Sarah miró a su nieta con gran cariño.
– No le preguntaría a mi niña nada. Ella sabe mucho de números, pero muy poco sobre las personas.
– ¿Eso crees? -preguntó Jane.
– Sí, hija. En vez de utilizar a Gil para asustarme, deberías haberme dicho lo guapo y lo encantador que es.
Gil suspiró.
– Por fin una mujer que me aprecia -dijo mirando traviesamente a Jane.
Jane intentó poner una expresión seria, pero no lo consiguió. Los tres estallaron en carcajadas.
– Sois imposibles -dijo Jane, dándose por vencida.
– Los hombres más atractivos son imposibles -dijo Sarah-. Si hubiera conocido a Gil hace cuarenta años, habría dejado a tu abuelo por él sin pensarlo ni un segundo.
– Y yo me habría asegurado de que lo hiciera -dijo él galantemente.
Gil volvió a llenar los vasos y brindaron.
– Y ahora, el postre -anunció Sarah-. Chocolate con trufas y crema.
Durante el resto de la cena, Jane se relajó y disfrutó viendo a Gil y a Sarah coqueteando. Tomaron café y, cuando les apeteció más, Gil insistió en prepararlo él. Mientras estaba en la cocina, Sarah terminó el vino que tenía en el vaso y murmuró:
– Es un hombre realmente misterioso.
– ¿Misterioso?
– Este vino es un reserva especial. Puede que parezca un rebelde, pero tiene un gusto muy sofisticado. Me gustaría saber cómo lo ha adquirido.
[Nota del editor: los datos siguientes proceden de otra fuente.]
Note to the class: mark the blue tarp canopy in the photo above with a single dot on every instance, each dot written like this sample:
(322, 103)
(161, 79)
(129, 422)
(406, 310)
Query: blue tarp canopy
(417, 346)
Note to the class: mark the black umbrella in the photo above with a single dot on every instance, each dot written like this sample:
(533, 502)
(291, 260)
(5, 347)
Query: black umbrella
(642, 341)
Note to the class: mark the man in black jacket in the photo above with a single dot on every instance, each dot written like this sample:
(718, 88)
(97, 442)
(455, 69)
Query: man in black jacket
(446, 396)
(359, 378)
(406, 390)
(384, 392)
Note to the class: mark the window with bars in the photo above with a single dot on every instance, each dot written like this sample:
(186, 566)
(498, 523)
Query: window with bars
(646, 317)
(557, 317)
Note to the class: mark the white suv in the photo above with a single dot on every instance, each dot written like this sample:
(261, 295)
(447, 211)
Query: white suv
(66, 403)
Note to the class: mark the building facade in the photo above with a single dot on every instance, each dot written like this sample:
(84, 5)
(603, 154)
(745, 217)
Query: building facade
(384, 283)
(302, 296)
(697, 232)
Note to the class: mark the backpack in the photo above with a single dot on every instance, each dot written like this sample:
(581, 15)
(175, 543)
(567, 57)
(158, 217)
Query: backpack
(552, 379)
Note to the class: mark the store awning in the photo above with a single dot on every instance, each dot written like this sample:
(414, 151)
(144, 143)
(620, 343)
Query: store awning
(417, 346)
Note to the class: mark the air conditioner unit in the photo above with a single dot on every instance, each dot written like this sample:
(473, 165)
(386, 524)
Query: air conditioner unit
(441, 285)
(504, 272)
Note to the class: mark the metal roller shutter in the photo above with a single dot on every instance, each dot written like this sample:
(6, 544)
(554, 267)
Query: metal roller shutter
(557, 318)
Gil regresó antes de que Jane pudiera preguntar al respecto, y sirvió el café como un experto.
– Bueno, es hora de que me vaya -dijo Gil por fin-. Señora Landers…
– Sarah y, por favor, tutéame.
– Está bien, Sarah, hacía años que no disfrutaba tanto una cena.
– Vuelve cuando quieras -le dijo Sarah, y Jane se dio cuenta de que lo decía de verdad.
– Voy a acompañar a Gil a la caravana -dijo Jane-, no tardaré en volver.
Durante el trayecto, Gil no dejó de hablar de Sarah.
– ¡Qué encanto! ¡Qué suerte tienes de tener una abuela así!
– A ella también le has gustado -dijo Jane con una carcajada.
– Siento no haber representado bien mi papel. No he estado muy convincente, ¿verdad?
– Da igual, ha sido una cena estupenda.
Por fin, llegaron a la caravana. Gil la miró con ojos brillantes.
– Es hora de decir buenas noches.
– Sí -Jane suspiró.
– Y me marcho mañana muy temprano.
– ¡Oh, no!
– Volveré lo antes que pueda; lo más seguro, dentro de una semana.
– O puede que no vuelvas nunca -dijo Jane con un súbito temor.
Gil le puso los dedos debajo de la barbilla y la obligó a alzar el rostro.
– Volveré -respondió con voz queda-. No voy a poder olvidarte.
Gil acercó los labios a los de ella.
– Por muy lejos que vaya, siempre volveré a ti, siempre.
Jane no podía hablar, pero su respuesta la dieron sus labios. Estaba enamorándose de Gil, a pesar de que era una locura. Pero no podía evitarlo. Los besos de él la volvían loca, y la idea de separarse de él era insoportable. Cuando Gil profundizó el beso, ella se aferró a él con todas sus fuerzas.
Por fin, con desgana, Gil se apartó de ella.
– Será mejor que te vayas a casa ahora mismo, esto se está poniendo peligroso.